IDN Times / Auriga Agustina
Di sisi lain, Aprindo mengatakan utang pemerintah untuk untuk pembayaran selisih harga minyak goreng atau rafaksi dalam program minyak goreng satu harga pada 2022, belum dibayar hingga saat ini. Alhasil, Aprindo pun mengancam akan menyetop menujual minyak goreng di seluruh ritel anggotanya.
Ketua Umum Aprindo, Roy Nicholas Mandey mengatakan total utang yang harus dibayar pemerintah ke pengusaha sebesar Rp344 miliar. Rafaksi itu seharusnya dibayar 17 hari setelah program itu dilakukan. Namun, sudah setahun berlalu tetapi rafaksi tak kunjung dibayarkan.
Ia menjelaskan bahwa Aprindo telah menempuh berbagai upaya agar rafaksi dapat dibayarkan oleh pemerintah. Oleh karena itu, pihaknya mengirimkan surat kepada Presiden Joko Widodo (Jokowi) agar kepastian pembayaran rafaksi minyak goreng satu harga periode 19-31 Januari 2022 lalu segera diselesaikan.
"(Mempertimbangkan opsi) menghentikan pembelian/pengadaan minyak goreng dari produsen/pemasok migor, dalam waktu dekat,” kata dia yang dikutip Sabtu (15/4/2023).
Dia menjelaskan program minyak satu harga sendiri dilakukan dalam rangka kepatuhan kalangan usaha pada Permendag nomor 3 tahun 2022. Saat itu, semua pengusaha diminta menjual minyak goreng seharga Rp14 ribu per liter, sementara itu harga minyak goreng yang dipasaran berkisar Rp17 ribu hingga Rp20 ribu per liter.

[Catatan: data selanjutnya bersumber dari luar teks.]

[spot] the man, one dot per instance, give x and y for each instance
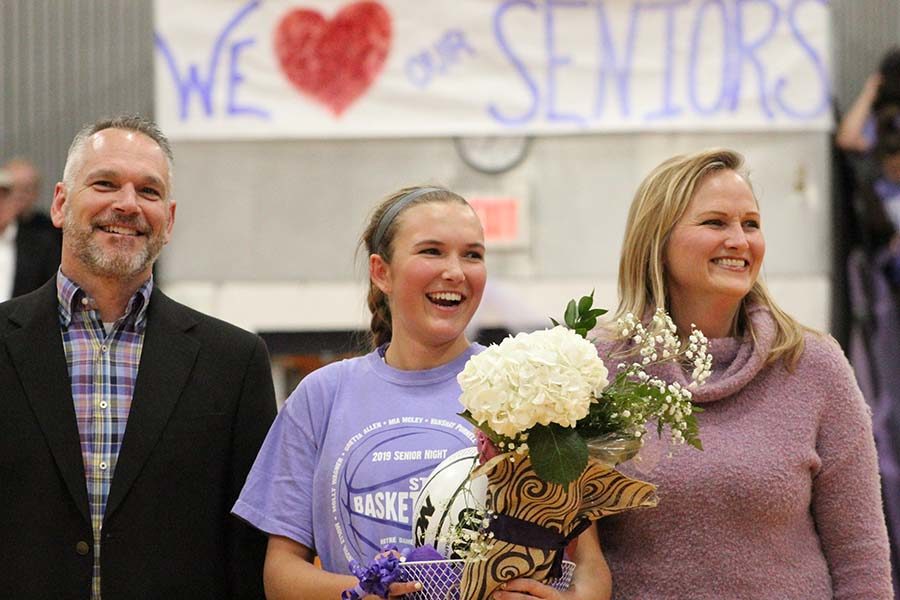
(128, 422)
(29, 246)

Dengan demikian, selisih harga atau rafaksi jika mengacu dalam Permendag 3 itu yang seharusnya dibayarkan oleh pemerintah. Namun alih-alih utang dibayarkan, justru pemerintah menggantikan Permendag 3 dengan Permendag 6/2022.
Munculnya beleid 6/2023 akhirnya membatalkan aturan lama mengenai pembayaran selisih harga yang harusnya ditanggung pemerintah. Alhasil hingga saat ini, pengusaha belum menerima pembayaran atas selisih harga sebelumnya.
"Permendag 6 muncul jadinya Permendag 3 jadi tak berlaku lagi, tapi bukan berarti rafaksi nggak dibayar. Kita sudah setorkan semua data pada 31 Januari sudah kita penuhi semuanya, tapi belum juga dibayar," ujarnya.